Many graph clustering quality functions suffer from a resolution limit, the  inability to find small clusters in large graphs. This limit stems from a  dependence of the quality function on global properties of the graph. In this  talk I will discuss locality, which roughly states that changing one part of the  graph does not affect the clustering of other parts of the graph. Local quality  functions are a way to avoid the resolution limit.  I will look at locality in different graph clustering settings. In particular, I  will look at hard clustering, where a clustering is a partition of the set of  nodes. Then I will extend the notion of locality to soft clustering, where nodes  can belong to more than one cluster, with varying degrees of membership. Several  common methods do not satisfy locality, but local variants exist.



Mona Rahn

Coordination Games on Graphs 


We propose and study a natural class of games, which we call coordination games on graphs: We are given a finite graph whose nodes correspond to the players of the game. Each player chooses a colour from a set of colours available to her. The payoff of a player is the number of neighbours who choose the same colour.  These games capture the idea of decentralized coordination in a local setting. We study their equilibria when groups of players may jointly deviate. We analyze the question of when those equilibria exist; how to recognize and compute them; and, finally, their inefficiency compared to an optimal colouring.


Samuel Rota Bulò

A Game-Theoretic Framework for Similarity-Based Data Clustering


Similarity-based clustering refers to the process of extracting maximally coherent groups from a set of data points using their observed, similarity relations. Traditional approaches to this problem are based on the idea of partitioning the input data into a predetermined number of classes, thereby obtaining the clusters as a by-product of the partitioning process. In this talk, I present a radically different view of the clustering problem that attempts to derive a rigorous formulation of the very notion of a cluster using game-theoretic principles. Clusters are derived as a result of the competition of individuals playing the so-called “clustering game", which is a non-cooperative game involving two or more players according to whether similarities are pairwise relations or higher-order ones. The competition fostered by this game induces the players engaged in the dispute to agree on a common notion of cluster, which turns out to be equivalent to the concept of evolutionary stable strategy (ESS), a classical equilibrium concept from evolutionary game theory. Computationally, ESS-clusters can be found using, e.g., replicator dynamics, a well-known formalization of natural selection processes. The proposed game-theoretic framework has already found applications in a variety of application fields, including bioinformatics, computer vision, image processing, security and video surveillance, etc., and it is general by applying also to asymmetric, negative, or high-order similarity relations.


Michele Sebag

The human in the loop and the co-evolution of processes: tackling under-specified goals



Many desirable goals are under-specified.

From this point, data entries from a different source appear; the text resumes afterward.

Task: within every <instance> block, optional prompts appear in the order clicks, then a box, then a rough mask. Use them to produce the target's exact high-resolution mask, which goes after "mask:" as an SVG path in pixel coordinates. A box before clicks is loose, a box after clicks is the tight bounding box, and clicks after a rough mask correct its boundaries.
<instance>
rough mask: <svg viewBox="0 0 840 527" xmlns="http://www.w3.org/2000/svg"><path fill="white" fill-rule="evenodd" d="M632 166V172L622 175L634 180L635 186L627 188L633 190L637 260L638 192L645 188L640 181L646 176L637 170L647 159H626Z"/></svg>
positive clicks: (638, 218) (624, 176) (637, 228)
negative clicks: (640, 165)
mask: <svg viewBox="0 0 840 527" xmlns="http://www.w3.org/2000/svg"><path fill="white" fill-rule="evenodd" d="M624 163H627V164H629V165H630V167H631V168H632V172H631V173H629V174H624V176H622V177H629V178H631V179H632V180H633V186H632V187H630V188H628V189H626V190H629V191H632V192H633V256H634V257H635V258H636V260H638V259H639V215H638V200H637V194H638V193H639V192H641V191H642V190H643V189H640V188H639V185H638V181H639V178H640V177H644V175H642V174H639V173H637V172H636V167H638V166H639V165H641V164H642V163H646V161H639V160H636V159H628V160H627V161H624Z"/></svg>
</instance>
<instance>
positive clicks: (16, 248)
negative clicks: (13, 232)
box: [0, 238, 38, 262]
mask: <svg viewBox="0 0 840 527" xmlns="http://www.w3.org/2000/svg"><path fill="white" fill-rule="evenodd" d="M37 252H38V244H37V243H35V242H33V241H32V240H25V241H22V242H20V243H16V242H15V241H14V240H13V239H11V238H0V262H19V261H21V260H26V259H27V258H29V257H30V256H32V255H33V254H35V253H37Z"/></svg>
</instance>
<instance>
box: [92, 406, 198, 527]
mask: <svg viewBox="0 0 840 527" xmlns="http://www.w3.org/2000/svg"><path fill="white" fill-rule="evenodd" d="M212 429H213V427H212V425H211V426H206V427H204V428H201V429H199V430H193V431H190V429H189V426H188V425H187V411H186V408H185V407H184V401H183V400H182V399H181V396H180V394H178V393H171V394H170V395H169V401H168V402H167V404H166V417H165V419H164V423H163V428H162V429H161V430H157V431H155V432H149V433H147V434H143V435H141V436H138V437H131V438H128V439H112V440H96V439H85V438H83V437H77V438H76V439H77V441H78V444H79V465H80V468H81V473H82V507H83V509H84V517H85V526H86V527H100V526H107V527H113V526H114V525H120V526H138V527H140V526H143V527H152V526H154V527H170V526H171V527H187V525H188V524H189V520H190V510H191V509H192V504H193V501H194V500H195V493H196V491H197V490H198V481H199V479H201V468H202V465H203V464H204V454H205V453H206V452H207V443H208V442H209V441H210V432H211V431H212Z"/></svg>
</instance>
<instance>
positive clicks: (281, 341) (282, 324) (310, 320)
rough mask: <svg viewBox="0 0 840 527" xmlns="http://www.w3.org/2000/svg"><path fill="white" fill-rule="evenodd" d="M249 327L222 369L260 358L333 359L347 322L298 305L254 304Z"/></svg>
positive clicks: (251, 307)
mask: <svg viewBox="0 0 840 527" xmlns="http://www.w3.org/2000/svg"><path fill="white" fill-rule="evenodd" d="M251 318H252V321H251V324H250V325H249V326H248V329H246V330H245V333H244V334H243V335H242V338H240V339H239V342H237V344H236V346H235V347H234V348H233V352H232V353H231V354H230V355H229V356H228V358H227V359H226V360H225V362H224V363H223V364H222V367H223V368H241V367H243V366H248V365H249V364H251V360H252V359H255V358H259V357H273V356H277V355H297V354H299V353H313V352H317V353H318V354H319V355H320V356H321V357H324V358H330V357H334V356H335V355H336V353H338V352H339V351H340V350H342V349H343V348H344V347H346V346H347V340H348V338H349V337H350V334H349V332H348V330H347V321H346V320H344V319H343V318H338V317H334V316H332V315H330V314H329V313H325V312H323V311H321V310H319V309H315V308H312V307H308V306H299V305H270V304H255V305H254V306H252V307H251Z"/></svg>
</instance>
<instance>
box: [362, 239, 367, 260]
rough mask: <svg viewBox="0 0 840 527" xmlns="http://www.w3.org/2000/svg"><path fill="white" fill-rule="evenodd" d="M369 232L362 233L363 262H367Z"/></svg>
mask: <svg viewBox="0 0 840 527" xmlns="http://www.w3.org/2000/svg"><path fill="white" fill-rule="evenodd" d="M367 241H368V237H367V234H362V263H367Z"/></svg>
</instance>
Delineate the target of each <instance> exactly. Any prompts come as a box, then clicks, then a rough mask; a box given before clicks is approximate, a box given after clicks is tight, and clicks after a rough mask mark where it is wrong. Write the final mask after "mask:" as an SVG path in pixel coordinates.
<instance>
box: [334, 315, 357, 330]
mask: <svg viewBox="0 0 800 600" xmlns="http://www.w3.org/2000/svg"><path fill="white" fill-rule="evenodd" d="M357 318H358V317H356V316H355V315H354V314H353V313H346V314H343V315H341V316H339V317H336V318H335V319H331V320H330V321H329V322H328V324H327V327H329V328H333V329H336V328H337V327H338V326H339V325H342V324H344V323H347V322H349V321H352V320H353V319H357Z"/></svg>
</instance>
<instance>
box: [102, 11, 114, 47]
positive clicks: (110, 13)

A first such goal is to deal with a non-digital native in a friendly and effective way. In order to do so, the computational agent should build a model of the human in the loop

(HiL), estimate his preferences and account for his unavoidable inconsistencies, and behave in a way that i) complies with the estimated HiL preferences and ii) enables to refine the HiL preference  model.

A second such goal is to control the dynamics of two interacting processes (e.g. identifying and repairing faults in search-based softare engineering), in a sustainable  way: each process should make progress and support the other process' progress.

The talk will propose some principles for tackling such under specified  goals: make it a game; define rewards.

Based on joint work with Riad Akrour and Francois-Michel de Rainville: Programming by Feedback, Int. Conf. on Machine Learning 2014, R. Akrour et al. Sustainable cooperative coevolution with a multi-armed bandit, GECCO 2013, FM De Rainville et al.